The client will run a copy of this logic and update() loop so will immediately update is run. The server will also run a copy of this logic and update() loop but slightly behind the client to allow for any action conflict resolution, e.g. two players try to take the same item. When the server has resolved the conflict the client will rollback its changes if needed and apply the new actions from the authoritative server putting the client back in the correct state.

The final bit of the game logic is how the "changes" to the game state can be indicated by players, what Rune calls actions.

// actions are the way clients can modify game state. Rune manages
// how and when these actions are applied to maintain a consistent
// game state between all clients.
actions: {
// Action applied from the client to setup the controls the
// player is currently pressing. We simple record the controls
// and let the update() loop actually apply the changes
controls: (controls, { game, playerId }) => {
const player = game.players.find((p) => p.playerId === playerId)

if (player) {
player.controls = { ...controls }
}
},
},

The actions block defines the set of calls the renderer can make to translate player input into changes to the game state. In this case we simply take whatever the client has said the controls from the player are and store them in the player entity. As mentioned above, because the client is running its own copy of logic these changes are quickly applied.

You can see in this case we’re sending the controls rather than explicit positions, which at first might seem a little strange. This makes sense when you consider one more factor, conflict resolution.

If two players both make actions on their local copy of logic that conflict in some game specific way then the clients have to rollback their game state, apply the actions in the correct order and recalculate game state. Let’s say they both try to take an item at the same time, because their logic is running locally they’ll both think they took it. Once the actions reach either end it becomes clear that one player took the item first and the Rune SDK calculates the state to match the correct situation.

Now, if we sent explicit positions this conflict resolution would result in significant jumps - where a player’s actions were completely disregarded because they were in complete conflict. If we send the controls then the resolution is much smoother, the player still pressed the controls and had them applied, just the resulting game state is a little different. A lot of the time this can be hidden altogether in the renderer.

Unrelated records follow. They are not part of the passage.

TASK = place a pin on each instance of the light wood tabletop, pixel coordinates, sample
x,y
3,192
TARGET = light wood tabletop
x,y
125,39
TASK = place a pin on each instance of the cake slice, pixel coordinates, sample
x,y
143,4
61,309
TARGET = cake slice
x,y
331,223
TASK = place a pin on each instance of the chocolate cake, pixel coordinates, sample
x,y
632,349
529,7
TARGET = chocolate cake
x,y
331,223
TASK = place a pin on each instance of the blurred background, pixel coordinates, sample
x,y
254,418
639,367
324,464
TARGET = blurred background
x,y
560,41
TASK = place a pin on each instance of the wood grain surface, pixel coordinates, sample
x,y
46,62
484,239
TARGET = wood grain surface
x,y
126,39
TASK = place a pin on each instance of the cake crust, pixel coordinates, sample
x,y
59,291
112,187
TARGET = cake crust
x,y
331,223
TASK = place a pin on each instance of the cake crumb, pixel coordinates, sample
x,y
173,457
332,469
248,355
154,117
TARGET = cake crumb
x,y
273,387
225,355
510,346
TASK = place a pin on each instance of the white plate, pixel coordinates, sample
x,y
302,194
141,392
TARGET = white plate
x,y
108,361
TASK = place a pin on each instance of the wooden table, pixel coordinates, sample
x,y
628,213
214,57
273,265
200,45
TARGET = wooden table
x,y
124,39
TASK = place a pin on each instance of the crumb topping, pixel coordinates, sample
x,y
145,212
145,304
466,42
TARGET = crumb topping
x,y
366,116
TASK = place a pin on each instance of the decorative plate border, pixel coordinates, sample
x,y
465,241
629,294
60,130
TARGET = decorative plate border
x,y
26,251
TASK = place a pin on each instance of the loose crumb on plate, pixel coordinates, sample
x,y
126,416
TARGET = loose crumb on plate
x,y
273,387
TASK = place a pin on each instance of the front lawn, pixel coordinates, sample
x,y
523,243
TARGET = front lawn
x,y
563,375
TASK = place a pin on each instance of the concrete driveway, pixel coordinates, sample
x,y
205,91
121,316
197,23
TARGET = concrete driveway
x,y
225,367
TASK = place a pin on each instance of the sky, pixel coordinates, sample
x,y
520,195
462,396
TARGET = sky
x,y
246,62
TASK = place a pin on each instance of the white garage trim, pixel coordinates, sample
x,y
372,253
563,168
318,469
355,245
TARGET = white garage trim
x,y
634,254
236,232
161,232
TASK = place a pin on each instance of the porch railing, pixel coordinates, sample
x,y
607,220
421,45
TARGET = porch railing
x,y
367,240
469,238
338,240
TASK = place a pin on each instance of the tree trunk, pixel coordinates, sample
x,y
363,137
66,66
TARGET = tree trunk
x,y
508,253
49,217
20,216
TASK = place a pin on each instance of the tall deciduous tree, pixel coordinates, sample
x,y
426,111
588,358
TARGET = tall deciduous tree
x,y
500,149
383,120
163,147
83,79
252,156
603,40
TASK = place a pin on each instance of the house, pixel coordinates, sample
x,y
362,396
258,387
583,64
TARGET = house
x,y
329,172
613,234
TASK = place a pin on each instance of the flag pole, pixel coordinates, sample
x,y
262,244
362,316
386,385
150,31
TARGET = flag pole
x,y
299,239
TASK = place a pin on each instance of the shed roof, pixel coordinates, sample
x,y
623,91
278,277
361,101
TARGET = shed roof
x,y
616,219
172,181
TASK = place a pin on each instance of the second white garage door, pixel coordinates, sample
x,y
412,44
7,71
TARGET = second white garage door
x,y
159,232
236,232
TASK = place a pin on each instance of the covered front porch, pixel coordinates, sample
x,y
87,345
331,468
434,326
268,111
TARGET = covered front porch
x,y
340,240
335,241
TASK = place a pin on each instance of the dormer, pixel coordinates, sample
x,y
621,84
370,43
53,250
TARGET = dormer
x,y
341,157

Now we have the game logic, the players can update controls and they’ll move thanks to our update loop. The final part is to get something on the screen and let our players play! The tech demo uses a very simple renderer without a library or framework. It just draws images (and parts of images) to an HTML canvas and uses DOM events for input. Check out graphics.ts and input.ts if you want to see the details.

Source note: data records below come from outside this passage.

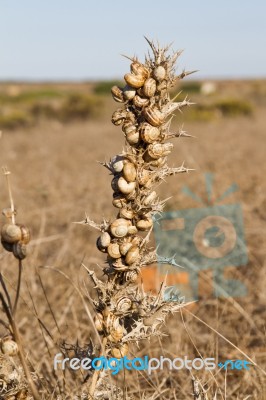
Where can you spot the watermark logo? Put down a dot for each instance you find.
(206, 237)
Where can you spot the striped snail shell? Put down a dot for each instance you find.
(157, 150)
(119, 201)
(11, 233)
(144, 224)
(139, 69)
(159, 73)
(149, 133)
(119, 228)
(140, 102)
(19, 250)
(124, 186)
(117, 94)
(124, 247)
(119, 116)
(149, 87)
(129, 172)
(123, 304)
(98, 322)
(125, 213)
(136, 81)
(132, 255)
(129, 92)
(9, 347)
(153, 115)
(150, 198)
(120, 352)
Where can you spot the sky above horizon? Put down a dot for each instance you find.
(83, 40)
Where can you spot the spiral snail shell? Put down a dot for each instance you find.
(119, 228)
(132, 255)
(11, 233)
(8, 346)
(124, 186)
(117, 94)
(149, 87)
(149, 133)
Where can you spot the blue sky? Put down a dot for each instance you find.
(79, 39)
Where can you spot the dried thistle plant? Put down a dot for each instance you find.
(125, 314)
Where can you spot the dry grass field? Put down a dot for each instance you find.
(56, 179)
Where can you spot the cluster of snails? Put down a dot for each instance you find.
(14, 238)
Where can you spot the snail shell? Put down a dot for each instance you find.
(132, 230)
(121, 351)
(132, 137)
(154, 116)
(159, 73)
(132, 255)
(11, 233)
(140, 102)
(119, 228)
(104, 239)
(98, 322)
(157, 150)
(124, 247)
(139, 69)
(136, 81)
(20, 250)
(123, 304)
(129, 92)
(9, 347)
(149, 87)
(119, 116)
(144, 224)
(117, 94)
(119, 201)
(129, 172)
(150, 198)
(125, 213)
(124, 186)
(149, 133)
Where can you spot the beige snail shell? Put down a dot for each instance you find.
(120, 352)
(129, 172)
(11, 233)
(149, 87)
(149, 133)
(136, 81)
(124, 186)
(119, 228)
(139, 69)
(159, 73)
(129, 92)
(119, 201)
(9, 347)
(150, 198)
(117, 94)
(125, 213)
(157, 150)
(154, 116)
(132, 255)
(123, 304)
(124, 247)
(20, 250)
(144, 224)
(140, 102)
(98, 322)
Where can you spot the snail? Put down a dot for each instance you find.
(117, 94)
(124, 186)
(149, 133)
(8, 346)
(119, 228)
(149, 87)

First we need to register a callback with Rune so that it can tell us about changes to the game state:

// Start the Rune SDK on the client rendering side. 
// This tells the Rune app that we're ready for players
// to see the game. It's also the hook
// that lets the Rune SDK update us on
// changes to game state
Rune.initClient({
// notification from Rune that there is a new game state
onChange: ({ game, yourPlayerId }) => {
// record the ID of our local player so we can
// center the camera on that player.
myPlayerId = yourPlayerId

// record the current game state for rendering in
// our core loop
gameState = game
},
})

The rendering itself is purely taking the game state that it’s been given and drawing entities to the canvas:

// if the Rune SDK has given us a game state then
// render all the entities in the game
if (gameState) {
// render the game state
for (const player of gameState.players) {
const frames =
player.animation === Animation.JUMP
? playerArt[player.sprite].jump
: player.animation === Animation.WALK
? playerArt[player.sprite].run
: playerArt[player.sprite].idle

drawTile(
player.x - 16,
player.y - 16,
frames,
Math.floor(Date.now() / 50) % frames.tilesAcross,
player.flipped
)
}
...

The only other thing the renderer needs to do is convert player inputs into that action we defined in game logic:

// we're only allowed to update the controls 10 times a second, so
// only send if its been 1/10 of a second since we sent the last one
// and the controls have changed
if (
Date.now() - lastActionTime > 100 &&
(gameInputs.left !== lastSentControls.left ||
gameInputs.right !== lastSentControls.right ||
gameInputs.jump !== lastSentControls.jump)
) {
lastSentControls = { ...gameInputs }
lastActionTime = Date.now()
Rune.actions.controls(lastSentControls)
}

There’s a couple of conditions put on sending actions. We don’t want to send unchanged controls into the game logic, it won’t change anything. The Rune SDK also ensures we send a maximum of 10 actions per second from any client to prevent swamping the network.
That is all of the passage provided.